SARASOTA, Fla. (WWSB) - Local environmentalists are calling for a six-month moratorium on phosphate processing and more oversight on phoshogypsum stacks like the one that failed at Piney Point.
Suncoast Waterkeeper and Tampa Bay Waterkeeper boards held an emergency meeting earlier this week to discuss the situation at the gypsum stacks at Piney Point in Manatee County.
The evacuation orders were lifted Tuesday afternoon, but the Waterkeepers are demanding action. In a joint statement released by the group, organizers wrote, “The current failure at the Piney Point facility owned by HRK was preventable. FDEP knew of the failures of the liner not only at Piney Point but other phosphogypsum stacks.”

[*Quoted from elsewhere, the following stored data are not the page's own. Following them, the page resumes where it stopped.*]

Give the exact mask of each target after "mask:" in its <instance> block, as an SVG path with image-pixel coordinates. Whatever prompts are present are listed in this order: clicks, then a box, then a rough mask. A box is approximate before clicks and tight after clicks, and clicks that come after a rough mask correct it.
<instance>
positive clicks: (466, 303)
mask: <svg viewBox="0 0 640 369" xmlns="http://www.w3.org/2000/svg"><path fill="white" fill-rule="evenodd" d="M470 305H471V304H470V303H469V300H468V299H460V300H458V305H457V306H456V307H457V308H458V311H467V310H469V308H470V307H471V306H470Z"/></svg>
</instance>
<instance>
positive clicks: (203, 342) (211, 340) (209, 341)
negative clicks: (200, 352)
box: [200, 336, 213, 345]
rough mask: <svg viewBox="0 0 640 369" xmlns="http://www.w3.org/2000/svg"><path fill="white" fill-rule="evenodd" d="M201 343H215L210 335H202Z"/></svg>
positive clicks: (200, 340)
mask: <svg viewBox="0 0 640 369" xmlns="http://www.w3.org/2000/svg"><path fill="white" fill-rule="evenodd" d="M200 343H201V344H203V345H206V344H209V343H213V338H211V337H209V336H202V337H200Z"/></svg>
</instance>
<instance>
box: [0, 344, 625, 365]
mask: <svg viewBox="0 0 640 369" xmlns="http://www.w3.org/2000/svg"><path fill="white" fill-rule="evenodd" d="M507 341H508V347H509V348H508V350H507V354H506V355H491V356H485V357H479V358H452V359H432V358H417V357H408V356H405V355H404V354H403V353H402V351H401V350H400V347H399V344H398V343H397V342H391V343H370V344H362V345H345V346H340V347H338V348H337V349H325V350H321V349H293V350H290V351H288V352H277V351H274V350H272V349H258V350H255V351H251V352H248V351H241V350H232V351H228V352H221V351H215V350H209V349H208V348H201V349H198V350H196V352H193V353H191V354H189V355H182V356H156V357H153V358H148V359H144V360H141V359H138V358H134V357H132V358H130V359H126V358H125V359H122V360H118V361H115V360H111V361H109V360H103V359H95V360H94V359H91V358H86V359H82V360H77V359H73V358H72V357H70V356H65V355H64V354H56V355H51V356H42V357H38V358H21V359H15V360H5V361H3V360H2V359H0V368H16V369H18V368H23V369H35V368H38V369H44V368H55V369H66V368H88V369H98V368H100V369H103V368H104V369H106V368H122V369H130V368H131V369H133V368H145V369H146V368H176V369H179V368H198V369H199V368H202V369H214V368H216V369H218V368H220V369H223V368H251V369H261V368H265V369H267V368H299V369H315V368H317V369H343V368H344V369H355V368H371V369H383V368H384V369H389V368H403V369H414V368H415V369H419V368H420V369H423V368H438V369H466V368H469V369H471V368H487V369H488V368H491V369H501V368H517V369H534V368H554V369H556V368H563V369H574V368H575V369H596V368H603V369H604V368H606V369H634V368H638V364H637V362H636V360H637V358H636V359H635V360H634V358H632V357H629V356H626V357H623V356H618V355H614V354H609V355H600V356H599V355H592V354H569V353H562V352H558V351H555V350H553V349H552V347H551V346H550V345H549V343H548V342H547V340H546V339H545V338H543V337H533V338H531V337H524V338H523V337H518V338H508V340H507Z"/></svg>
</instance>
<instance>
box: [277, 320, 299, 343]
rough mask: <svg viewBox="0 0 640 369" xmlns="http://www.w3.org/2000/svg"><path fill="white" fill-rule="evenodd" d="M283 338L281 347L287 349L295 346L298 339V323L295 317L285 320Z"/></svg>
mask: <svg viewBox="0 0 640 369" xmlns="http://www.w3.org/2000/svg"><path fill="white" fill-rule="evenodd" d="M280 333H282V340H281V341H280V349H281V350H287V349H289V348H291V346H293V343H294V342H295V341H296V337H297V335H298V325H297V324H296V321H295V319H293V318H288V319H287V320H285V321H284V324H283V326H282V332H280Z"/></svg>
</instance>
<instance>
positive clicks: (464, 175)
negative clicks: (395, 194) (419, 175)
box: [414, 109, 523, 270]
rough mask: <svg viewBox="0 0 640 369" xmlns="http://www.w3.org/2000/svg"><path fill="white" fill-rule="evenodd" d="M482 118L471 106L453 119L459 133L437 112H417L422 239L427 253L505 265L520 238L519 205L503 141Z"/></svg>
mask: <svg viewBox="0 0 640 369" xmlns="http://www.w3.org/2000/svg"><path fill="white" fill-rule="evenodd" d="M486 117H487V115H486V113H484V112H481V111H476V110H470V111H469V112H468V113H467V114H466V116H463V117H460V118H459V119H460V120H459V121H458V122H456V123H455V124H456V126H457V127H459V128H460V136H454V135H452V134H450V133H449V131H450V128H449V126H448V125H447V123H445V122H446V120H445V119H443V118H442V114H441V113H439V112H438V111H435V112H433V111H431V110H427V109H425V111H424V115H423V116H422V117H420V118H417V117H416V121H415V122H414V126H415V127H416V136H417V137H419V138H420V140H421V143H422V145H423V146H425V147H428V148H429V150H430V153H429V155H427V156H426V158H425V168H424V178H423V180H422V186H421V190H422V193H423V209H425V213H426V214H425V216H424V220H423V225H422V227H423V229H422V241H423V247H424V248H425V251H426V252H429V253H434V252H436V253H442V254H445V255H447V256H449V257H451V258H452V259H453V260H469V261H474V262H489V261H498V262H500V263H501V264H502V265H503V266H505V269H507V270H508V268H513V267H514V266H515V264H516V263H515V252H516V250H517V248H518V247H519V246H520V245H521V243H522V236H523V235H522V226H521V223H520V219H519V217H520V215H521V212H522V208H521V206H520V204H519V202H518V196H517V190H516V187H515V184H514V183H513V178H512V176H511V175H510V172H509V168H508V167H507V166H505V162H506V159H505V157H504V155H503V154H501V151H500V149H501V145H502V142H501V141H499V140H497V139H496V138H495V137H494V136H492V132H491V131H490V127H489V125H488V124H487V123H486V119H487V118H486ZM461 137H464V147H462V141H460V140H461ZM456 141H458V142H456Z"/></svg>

Other officials have made similar statements with Manatee County Commissioner Scott Hopes saying that the stacks have been an issue for decades.
Here is what the Waterkeeper boards are demanding from government officials:
- Hold all responsible parties accountable.

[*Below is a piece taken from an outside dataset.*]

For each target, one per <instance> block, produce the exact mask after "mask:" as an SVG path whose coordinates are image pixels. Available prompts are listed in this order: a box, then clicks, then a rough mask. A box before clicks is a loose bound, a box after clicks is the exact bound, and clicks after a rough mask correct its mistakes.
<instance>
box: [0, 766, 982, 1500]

- Establish a statewide commission for phosphogypsum stack operations and closure. The commission should be composed of Waterkeepers, environmental advocates, state, federal, and other stakeholders.

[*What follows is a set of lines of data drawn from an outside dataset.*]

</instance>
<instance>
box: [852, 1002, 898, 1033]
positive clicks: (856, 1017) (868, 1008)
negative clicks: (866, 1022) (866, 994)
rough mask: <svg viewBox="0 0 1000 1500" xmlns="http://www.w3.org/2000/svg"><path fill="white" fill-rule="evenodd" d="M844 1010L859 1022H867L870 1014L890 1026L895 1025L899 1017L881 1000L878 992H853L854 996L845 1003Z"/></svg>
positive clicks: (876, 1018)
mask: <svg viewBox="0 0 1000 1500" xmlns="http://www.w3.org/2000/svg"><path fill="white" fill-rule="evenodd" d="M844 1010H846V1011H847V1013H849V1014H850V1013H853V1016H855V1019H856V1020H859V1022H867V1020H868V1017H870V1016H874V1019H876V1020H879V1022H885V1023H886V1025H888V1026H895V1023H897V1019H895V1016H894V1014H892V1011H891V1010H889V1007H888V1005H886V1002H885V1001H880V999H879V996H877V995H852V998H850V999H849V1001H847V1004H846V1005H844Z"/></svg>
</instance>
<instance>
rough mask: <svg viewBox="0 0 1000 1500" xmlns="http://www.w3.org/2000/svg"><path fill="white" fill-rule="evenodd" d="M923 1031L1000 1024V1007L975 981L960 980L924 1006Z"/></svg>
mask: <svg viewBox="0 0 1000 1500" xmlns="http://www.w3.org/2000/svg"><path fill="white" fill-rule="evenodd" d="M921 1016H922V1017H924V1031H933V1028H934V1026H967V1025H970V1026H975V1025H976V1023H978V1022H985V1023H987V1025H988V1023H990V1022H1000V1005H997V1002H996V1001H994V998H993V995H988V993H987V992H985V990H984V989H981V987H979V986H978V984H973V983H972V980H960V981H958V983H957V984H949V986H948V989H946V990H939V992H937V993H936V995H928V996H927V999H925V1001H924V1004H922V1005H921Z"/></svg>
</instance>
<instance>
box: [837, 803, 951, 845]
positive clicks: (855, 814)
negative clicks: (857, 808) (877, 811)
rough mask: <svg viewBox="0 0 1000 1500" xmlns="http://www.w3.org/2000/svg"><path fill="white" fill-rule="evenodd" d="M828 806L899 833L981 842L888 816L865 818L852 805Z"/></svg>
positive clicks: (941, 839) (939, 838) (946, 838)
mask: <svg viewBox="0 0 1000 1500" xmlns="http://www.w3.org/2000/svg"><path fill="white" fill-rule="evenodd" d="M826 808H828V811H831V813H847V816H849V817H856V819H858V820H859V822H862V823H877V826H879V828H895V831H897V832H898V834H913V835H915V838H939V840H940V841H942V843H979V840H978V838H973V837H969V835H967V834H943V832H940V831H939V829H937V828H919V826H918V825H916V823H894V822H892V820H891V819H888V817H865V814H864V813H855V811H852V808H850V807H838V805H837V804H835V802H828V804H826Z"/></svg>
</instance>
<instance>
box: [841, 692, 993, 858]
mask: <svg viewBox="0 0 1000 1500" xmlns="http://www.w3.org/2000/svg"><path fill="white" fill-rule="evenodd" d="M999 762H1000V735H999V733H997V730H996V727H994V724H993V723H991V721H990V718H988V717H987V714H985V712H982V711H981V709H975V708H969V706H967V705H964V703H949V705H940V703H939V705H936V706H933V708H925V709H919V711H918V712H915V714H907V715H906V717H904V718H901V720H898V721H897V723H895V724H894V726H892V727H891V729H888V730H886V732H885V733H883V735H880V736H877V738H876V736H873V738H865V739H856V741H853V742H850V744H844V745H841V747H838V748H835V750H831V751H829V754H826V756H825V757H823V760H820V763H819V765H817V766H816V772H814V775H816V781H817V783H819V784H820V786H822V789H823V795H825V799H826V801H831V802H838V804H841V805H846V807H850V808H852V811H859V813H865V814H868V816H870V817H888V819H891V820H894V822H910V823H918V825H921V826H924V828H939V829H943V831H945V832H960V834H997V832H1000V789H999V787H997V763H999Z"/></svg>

- The state must totally fund the closure of all Piney Point stacks including removing the existing water, capping the site to prevent any water containment on site.
- The state must process the seepage water to prevent degradation to the environment.
- The State of Florida must provide enhanced water monitoring for 5 years and establish a public website with real time, historical data with links to all permit data related to the Piney Point/HRK site (Not Oculus).
- The State of Florida must test fish within the Tampa and Sarasota Bay estuary for heavy metals and other parameters for 2 years. Reference to previous study 1999.
- The State of Florida must develop a management plan to prevent stack failures for all phosphogypsum stacks within the State of Florida.
- The State of Florida must enact a moratorium on any processing of phosphate ore for 6 months to insure bonds can provide financial resources to responsibly close the stacks.
- The State of Florida must maintain the closure for snook and redfish for at least two years within the Tampa Bay and Sarasota Bay estuaries.